L’AFA peut également être amenée à remplir une mission de contrôle de la qualité et l’efficacité des procédures mises en œuvre au sein :
– des administrations de l’Etat,
– des collectivités territoriales,
– de leurs établissements publics et sociétés d’économies mixtes,
des fondations et associations reconnues d’utilité publique pour prévenir et détecter les faits de corruption, de trafic d’influence, de concussion, de prise illégale d’intérêt, de détournement de fonds publics et de favoritisme.
Si des manquements sont constatés, le directeur de l’AFA peut mettre en demeure la personne de présenter ses observations écrites dans un délai de deux mois.
A l’expiration de ce délai, il peut être décidé d’adresser un avertissement ou saisir la commission des sanctions.
La commission des sanctions est alors susceptible :
– d’enjoindre à la société d’adapter les procédures de conformité interne dans un délai inférieur à trois ans,
– prononcer des sanctions pécuniaires dont le montant ne peut excéder 200 000 euros pour les personnes physiques et un million d’euros pour les personnes morales,
– d’ordonner la publication, la diffusion et l’affichage de la décision d’injonction ou de sanction pécuniaire aux frais de la personne physique ou morale.
Avec l’empilement des dispositions du code pénal et de ces nouvelles législations votées sous le quinquennat Hollande (2012-2017), la France est dotée désormais d’un arsenal législatif destiné à « laver plus blanc que blanc ».
Les juges et les agences nouvellement créées de redressement de la morale publique sont aidés dans leur grand œuvre de salut public, grâce aux dénonciations des « horreurs » commises par les élus et leurs acolytes, par des groupes de pression « citoyens », tel le site d’actualité Médiapart créé en 2008 par Edwy Plenel, ou l’association « Anticor », dont le but est de se battre « contre la corruption et pour l’éthique en politique », mais dont la déontologie et la transparence n’étaient pas parfaites, si l’on en croit le gouvernement qui a refusé le renouvellement de son agrément .
Il n’est pas certain que la démocratie ait grand-chose à gagner à la frénésie répressive qui agite les redresseurs de torts de la République.

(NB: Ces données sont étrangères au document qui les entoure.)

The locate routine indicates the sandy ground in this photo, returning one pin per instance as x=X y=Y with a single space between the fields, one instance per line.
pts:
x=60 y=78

Le dispositif d’agrément créé par la Loi n° 2013-1117 du 6 décembre 2013 permet aux associations agréées de se constituer partie civile à l’occasion de plaintes relevant du champ de l’article 2-23 du Code de procédure pénale : manquement au devoir de probité, infraction de corruption et trafic d’influence, de recel ou de blanchiment, ou encore de certaines infractions électorales. Cet agrément permet aux associations de déclencher l’instruction même si le procureur de la République y renonce.